We investigate the rotational properties of self-bound strange quark stars using two representative quark matter equations of state (EOS): the vector MIT bag model and the density-dependent quark mass (DDQM) model. Through general-relativistic calculations of uniformly rotating sequences, we analyze their mass--radius relations, moments of inertia, quadrupole moments, surface redshifts, Keplerian frequencies, and energy components. A central result of this work is the full decomposition of the stellar energy budget in rotating strange stars, separating gravitational, internal, rotational, and binding energy contributions. Rotation amplifies the intrinsic EOS differences: the MIT model supports more massive ($M_{\max} \gtrsim 3.3\,M_\odot$) compact stars with larger moments of inertia and greater resistance to deformation, while the DDQM model produces larger radii, less massive stars limited by mass-shedding at lower frequencies. Combined measurements of mass, radius, and frequency can thus break the EOS degeneracy; massive, rapidly rotating pulsars favors MIT-like EOS, whereas larger radii in canonical stars point to a DDQM-like model. These rotational observables, soon to be tightly constrained by NICER and next-generation gravitational-wave detectors, offer a means to test the existence and composition of self-bound quark matter in compact stars.

Figures (6)

• Figure 1: The gravitational mass as a function of the equatorial radius for the DDQM model on the upper panel, and for the vector MIT bag model on the bottom panel.

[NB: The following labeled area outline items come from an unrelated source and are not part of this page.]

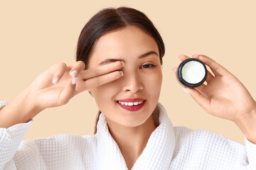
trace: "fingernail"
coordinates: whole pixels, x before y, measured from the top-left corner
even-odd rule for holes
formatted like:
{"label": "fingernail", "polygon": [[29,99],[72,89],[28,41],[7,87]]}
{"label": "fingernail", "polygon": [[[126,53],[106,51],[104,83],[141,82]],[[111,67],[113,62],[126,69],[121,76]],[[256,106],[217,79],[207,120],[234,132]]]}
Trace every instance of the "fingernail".
{"label": "fingernail", "polygon": [[185,87],[183,87],[183,91],[184,91],[186,94],[189,94],[189,92],[185,89]]}
{"label": "fingernail", "polygon": [[73,71],[72,72],[70,72],[70,75],[73,77],[75,77],[76,76],[76,74],[78,74],[78,72],[76,70]]}
{"label": "fingernail", "polygon": [[124,62],[122,62],[122,67],[124,67]]}
{"label": "fingernail", "polygon": [[78,76],[73,77],[73,79],[72,79],[72,84],[75,84],[78,82]]}
{"label": "fingernail", "polygon": [[54,78],[54,79],[53,80],[53,84],[57,84],[57,82],[58,82],[58,79],[57,78],[57,77],[55,77],[55,78]]}

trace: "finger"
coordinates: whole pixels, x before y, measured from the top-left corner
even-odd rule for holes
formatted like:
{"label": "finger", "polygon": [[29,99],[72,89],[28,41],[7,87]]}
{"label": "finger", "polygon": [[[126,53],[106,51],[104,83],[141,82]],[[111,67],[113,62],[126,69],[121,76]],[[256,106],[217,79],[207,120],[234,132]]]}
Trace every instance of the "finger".
{"label": "finger", "polygon": [[53,75],[52,83],[55,84],[63,76],[67,68],[67,64],[64,62],[60,62],[48,69],[48,72]]}
{"label": "finger", "polygon": [[186,59],[190,58],[188,56],[185,55],[180,55],[178,56],[178,57],[179,57],[179,59],[180,59],[182,62],[184,61],[184,60],[186,60]]}
{"label": "finger", "polygon": [[204,84],[202,84],[199,86],[195,87],[194,89],[196,89],[198,91],[199,91],[201,94],[203,94],[203,90],[206,87],[206,85]]}
{"label": "finger", "polygon": [[208,83],[213,78],[214,78],[214,76],[208,70],[207,70],[207,76],[206,76],[206,81],[207,83]]}
{"label": "finger", "polygon": [[110,73],[121,69],[123,66],[124,66],[123,62],[115,62],[103,66],[100,66],[96,68],[83,70],[81,72],[82,79],[83,80],[87,80],[92,79],[93,77],[104,75],[107,73]]}
{"label": "finger", "polygon": [[195,89],[186,88],[192,98],[208,113],[210,112],[210,101]]}
{"label": "finger", "polygon": [[174,67],[172,69],[172,70],[173,70],[173,72],[176,74],[177,73],[177,72],[178,72],[178,68],[177,67]]}
{"label": "finger", "polygon": [[72,69],[70,71],[70,74],[73,77],[78,74],[85,67],[85,64],[82,61],[78,61],[75,63]]}
{"label": "finger", "polygon": [[[78,77],[76,77],[75,79],[78,79]],[[72,79],[70,82],[65,86],[63,90],[60,92],[58,102],[60,105],[64,105],[68,103],[70,99],[74,96],[74,91],[75,89],[75,84],[73,84],[73,81],[74,81],[74,79]]]}
{"label": "finger", "polygon": [[116,71],[107,74],[87,79],[84,81],[82,86],[85,87],[85,89],[87,90],[116,80],[122,76],[123,73],[122,71]]}
{"label": "finger", "polygon": [[204,64],[208,65],[215,76],[224,76],[230,74],[226,69],[206,55],[196,55],[194,57],[200,60]]}
{"label": "finger", "polygon": [[[192,58],[198,59],[199,56],[200,56],[200,55],[192,55]],[[207,77],[206,77],[206,81],[209,82],[213,78],[214,78],[214,76],[213,75],[213,74],[211,74],[211,72],[210,72],[208,70],[207,70]]]}

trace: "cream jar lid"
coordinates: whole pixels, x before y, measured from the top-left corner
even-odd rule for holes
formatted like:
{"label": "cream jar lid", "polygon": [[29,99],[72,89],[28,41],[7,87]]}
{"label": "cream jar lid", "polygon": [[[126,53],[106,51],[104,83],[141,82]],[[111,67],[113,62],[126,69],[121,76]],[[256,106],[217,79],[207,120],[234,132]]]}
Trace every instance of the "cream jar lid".
{"label": "cream jar lid", "polygon": [[182,86],[191,88],[199,86],[206,77],[206,67],[198,59],[186,59],[178,67],[177,79]]}

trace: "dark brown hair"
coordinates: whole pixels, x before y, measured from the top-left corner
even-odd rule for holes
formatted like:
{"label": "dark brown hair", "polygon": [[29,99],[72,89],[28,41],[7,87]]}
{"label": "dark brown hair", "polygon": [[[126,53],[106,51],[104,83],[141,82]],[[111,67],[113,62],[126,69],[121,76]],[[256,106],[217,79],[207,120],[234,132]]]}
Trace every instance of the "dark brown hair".
{"label": "dark brown hair", "polygon": [[[104,8],[90,19],[82,28],[78,39],[76,61],[84,62],[85,69],[87,69],[90,56],[97,40],[109,31],[127,26],[137,26],[154,38],[159,47],[160,62],[162,64],[165,48],[160,34],[144,13],[128,7]],[[97,123],[100,113],[100,110],[97,115],[95,134],[97,132]]]}

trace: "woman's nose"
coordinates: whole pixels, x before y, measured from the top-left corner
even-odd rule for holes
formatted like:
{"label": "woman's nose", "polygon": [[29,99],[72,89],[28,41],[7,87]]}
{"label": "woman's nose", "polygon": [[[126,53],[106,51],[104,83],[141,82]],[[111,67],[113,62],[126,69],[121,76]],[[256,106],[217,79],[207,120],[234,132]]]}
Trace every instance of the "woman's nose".
{"label": "woman's nose", "polygon": [[142,79],[137,73],[124,74],[124,91],[130,91],[132,94],[137,93],[143,89]]}

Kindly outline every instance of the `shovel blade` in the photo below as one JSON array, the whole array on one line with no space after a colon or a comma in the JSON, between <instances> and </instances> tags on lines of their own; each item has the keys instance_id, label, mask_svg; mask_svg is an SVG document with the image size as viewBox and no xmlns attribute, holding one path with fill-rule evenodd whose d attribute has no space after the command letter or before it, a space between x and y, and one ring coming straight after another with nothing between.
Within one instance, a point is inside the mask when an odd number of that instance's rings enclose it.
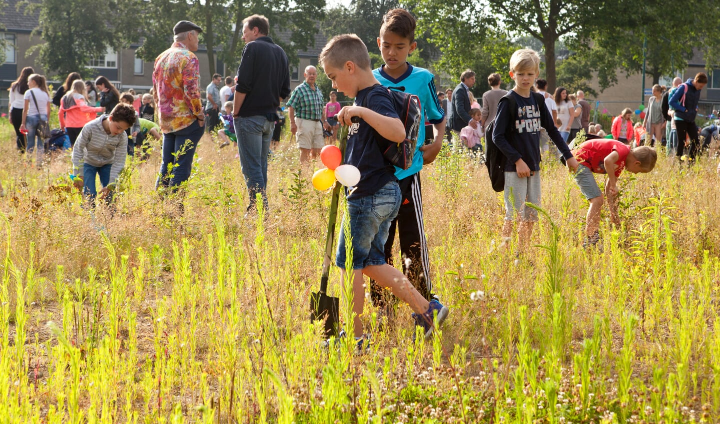
<instances>
[{"instance_id":1,"label":"shovel blade","mask_svg":"<svg viewBox=\"0 0 720 424\"><path fill-rule=\"evenodd\" d=\"M340 321L338 310L340 299L318 292L310 295L310 319L312 321L325 321L325 337L338 335L338 323Z\"/></svg>"}]
</instances>

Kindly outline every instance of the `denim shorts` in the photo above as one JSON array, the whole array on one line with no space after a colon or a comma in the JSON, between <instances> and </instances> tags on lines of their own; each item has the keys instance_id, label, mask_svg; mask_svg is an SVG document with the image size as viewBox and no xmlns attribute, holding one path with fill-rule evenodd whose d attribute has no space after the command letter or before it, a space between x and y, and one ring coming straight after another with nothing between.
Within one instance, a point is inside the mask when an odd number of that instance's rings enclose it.
<instances>
[{"instance_id":1,"label":"denim shorts","mask_svg":"<svg viewBox=\"0 0 720 424\"><path fill-rule=\"evenodd\" d=\"M600 187L598 186L598 182L595 181L595 175L593 174L590 168L585 165L581 164L577 167L577 172L575 173L575 181L580 186L580 191L588 200L603 195L603 192L600 191Z\"/></svg>"},{"instance_id":2,"label":"denim shorts","mask_svg":"<svg viewBox=\"0 0 720 424\"><path fill-rule=\"evenodd\" d=\"M397 181L390 181L375 192L348 199L348 210L340 227L335 264L345 269L345 223L350 221L353 269L385 264L385 242L392 220L397 216L402 195Z\"/></svg>"},{"instance_id":3,"label":"denim shorts","mask_svg":"<svg viewBox=\"0 0 720 424\"><path fill-rule=\"evenodd\" d=\"M512 221L517 212L521 221L537 222L538 211L526 202L540 206L540 171L523 178L514 171L505 171L505 220Z\"/></svg>"}]
</instances>

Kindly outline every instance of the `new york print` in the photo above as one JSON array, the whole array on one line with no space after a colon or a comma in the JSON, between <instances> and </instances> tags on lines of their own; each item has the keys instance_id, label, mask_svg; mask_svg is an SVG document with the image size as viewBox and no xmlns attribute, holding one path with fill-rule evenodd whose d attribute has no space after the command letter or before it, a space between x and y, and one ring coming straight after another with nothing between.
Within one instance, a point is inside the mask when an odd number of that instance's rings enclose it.
<instances>
[{"instance_id":1,"label":"new york print","mask_svg":"<svg viewBox=\"0 0 720 424\"><path fill-rule=\"evenodd\" d=\"M537 132L541 127L540 111L536 105L522 106L518 108L518 119L515 127L518 132Z\"/></svg>"}]
</instances>

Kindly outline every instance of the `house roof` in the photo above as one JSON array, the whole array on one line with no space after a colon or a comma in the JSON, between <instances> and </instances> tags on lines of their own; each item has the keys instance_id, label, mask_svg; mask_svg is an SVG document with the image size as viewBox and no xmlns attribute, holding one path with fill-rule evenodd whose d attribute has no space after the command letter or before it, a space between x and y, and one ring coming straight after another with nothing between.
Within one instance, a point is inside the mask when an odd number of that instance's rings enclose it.
<instances>
[{"instance_id":1,"label":"house roof","mask_svg":"<svg viewBox=\"0 0 720 424\"><path fill-rule=\"evenodd\" d=\"M287 30L281 30L277 32L277 37L282 40L284 42L289 42L291 32ZM317 58L321 51L323 51L323 48L328 42L328 37L325 37L322 31L318 31L315 35L315 37L312 40L312 45L307 46L307 48L302 50L297 50L297 55L299 56L314 56Z\"/></svg>"},{"instance_id":2,"label":"house roof","mask_svg":"<svg viewBox=\"0 0 720 424\"><path fill-rule=\"evenodd\" d=\"M32 0L31 0L32 1ZM25 14L27 6L21 6L18 10L20 0L5 0L0 7L0 24L4 27L5 31L30 32L37 27L40 19L40 11L35 9L32 13Z\"/></svg>"}]
</instances>

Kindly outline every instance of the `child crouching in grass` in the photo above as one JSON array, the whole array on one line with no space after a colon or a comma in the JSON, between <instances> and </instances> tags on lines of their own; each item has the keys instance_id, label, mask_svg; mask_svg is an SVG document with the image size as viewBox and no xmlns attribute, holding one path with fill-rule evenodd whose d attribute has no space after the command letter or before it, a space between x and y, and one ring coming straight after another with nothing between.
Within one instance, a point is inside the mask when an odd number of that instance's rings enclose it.
<instances>
[{"instance_id":1,"label":"child crouching in grass","mask_svg":"<svg viewBox=\"0 0 720 424\"><path fill-rule=\"evenodd\" d=\"M118 103L109 115L103 114L83 127L73 148L73 184L92 204L97 195L96 176L100 177L102 194L112 199L108 186L115 183L125 166L127 135L125 130L135 122L135 111L131 104Z\"/></svg>"},{"instance_id":2,"label":"child crouching in grass","mask_svg":"<svg viewBox=\"0 0 720 424\"><path fill-rule=\"evenodd\" d=\"M575 173L575 181L580 191L590 202L588 209L585 238L583 248L594 246L600 240L600 209L603 207L603 194L595 181L593 173L607 173L608 182L605 184L605 195L610 204L613 223L620 225L617 203L618 177L623 169L638 173L650 172L655 167L657 153L652 148L640 146L633 150L626 144L615 140L595 139L586 141L572 151L579 166Z\"/></svg>"},{"instance_id":3,"label":"child crouching in grass","mask_svg":"<svg viewBox=\"0 0 720 424\"><path fill-rule=\"evenodd\" d=\"M385 261L384 246L388 230L400 207L401 193L395 167L382 152L391 143L405 140L405 126L392 106L387 89L372 73L365 44L355 35L346 34L331 39L320 54L320 63L333 88L355 98L353 106L337 114L338 121L350 127L345 163L360 170L360 181L347 195L347 212L341 226L336 265L345 279L345 226L349 222L352 238L354 273L354 330L358 348L366 347L369 337L363 333L361 320L365 303L363 276L368 276L390 289L400 300L410 305L417 326L428 338L437 325L447 317L449 310L437 300L428 302L405 275ZM368 107L356 106L367 104ZM354 123L354 117L359 119ZM382 149L382 150L381 150Z\"/></svg>"},{"instance_id":4,"label":"child crouching in grass","mask_svg":"<svg viewBox=\"0 0 720 424\"><path fill-rule=\"evenodd\" d=\"M233 122L233 102L225 102L222 107L225 112L220 114L222 117L222 128L217 130L217 137L222 140L220 148L229 145L231 140L233 143L238 143L238 137L235 135L235 124Z\"/></svg>"}]
</instances>

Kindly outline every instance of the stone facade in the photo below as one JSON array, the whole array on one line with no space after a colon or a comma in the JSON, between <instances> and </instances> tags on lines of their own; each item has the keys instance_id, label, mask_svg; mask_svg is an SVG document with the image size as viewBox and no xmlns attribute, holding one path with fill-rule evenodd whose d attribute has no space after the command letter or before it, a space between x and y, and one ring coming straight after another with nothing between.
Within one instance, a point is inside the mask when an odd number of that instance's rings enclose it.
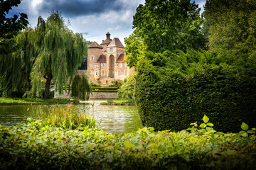
<instances>
[{"instance_id":1,"label":"stone facade","mask_svg":"<svg viewBox=\"0 0 256 170\"><path fill-rule=\"evenodd\" d=\"M122 81L136 72L134 68L127 66L124 47L119 38L110 39L109 33L106 35L100 45L96 42L89 45L87 74L92 82L100 80L101 84L109 85L113 80Z\"/></svg>"}]
</instances>

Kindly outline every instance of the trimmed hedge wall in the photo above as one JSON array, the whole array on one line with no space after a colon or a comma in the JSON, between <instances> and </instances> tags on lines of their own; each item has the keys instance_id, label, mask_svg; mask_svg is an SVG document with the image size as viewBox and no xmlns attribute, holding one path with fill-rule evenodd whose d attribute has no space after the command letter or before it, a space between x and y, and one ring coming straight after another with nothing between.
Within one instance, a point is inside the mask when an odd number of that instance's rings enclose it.
<instances>
[{"instance_id":1,"label":"trimmed hedge wall","mask_svg":"<svg viewBox=\"0 0 256 170\"><path fill-rule=\"evenodd\" d=\"M222 132L256 128L256 67L206 66L187 76L151 61L137 67L135 100L143 125L181 130L207 115Z\"/></svg>"}]
</instances>

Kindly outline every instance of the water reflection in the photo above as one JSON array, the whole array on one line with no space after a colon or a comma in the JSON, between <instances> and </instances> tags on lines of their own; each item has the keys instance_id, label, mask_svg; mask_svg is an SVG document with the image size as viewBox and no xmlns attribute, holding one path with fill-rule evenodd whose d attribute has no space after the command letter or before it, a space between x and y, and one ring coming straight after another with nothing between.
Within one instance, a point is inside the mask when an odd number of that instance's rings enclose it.
<instances>
[{"instance_id":1,"label":"water reflection","mask_svg":"<svg viewBox=\"0 0 256 170\"><path fill-rule=\"evenodd\" d=\"M36 117L35 110L47 109L56 106L0 106L0 124L4 125L22 125L28 117ZM67 107L61 105L60 107ZM113 132L129 132L142 128L142 123L137 108L134 106L105 106L99 104L82 104L73 106L77 107L79 112L86 115L95 116L97 121L101 121L103 130Z\"/></svg>"}]
</instances>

• Figure 2: The gravitational mass as a function of the stellar frequency for the DDQM model on the upper panel, and for the vector MIT bag model on the bottom panel. The color palette shows the ratio between the frequency of the star and the Keplerian frequency of a particle in circular orbit.
• Figure 3: The moment of inertia as a function of the gravitational mass for the DDQM model on the top panel, and for the vector MIT bag model on the bottom panel.
• Figure 4: The quadrupole moment as a function of the gravitational mass for the DDQM model on the top panel, and for the vector MIT bag model on the bottom panel.
• Figure 5: The polar redshift as a function of the gravitational mass for the DDQM model on the upper panel, and for the vector MIT bag model on the bottom panel.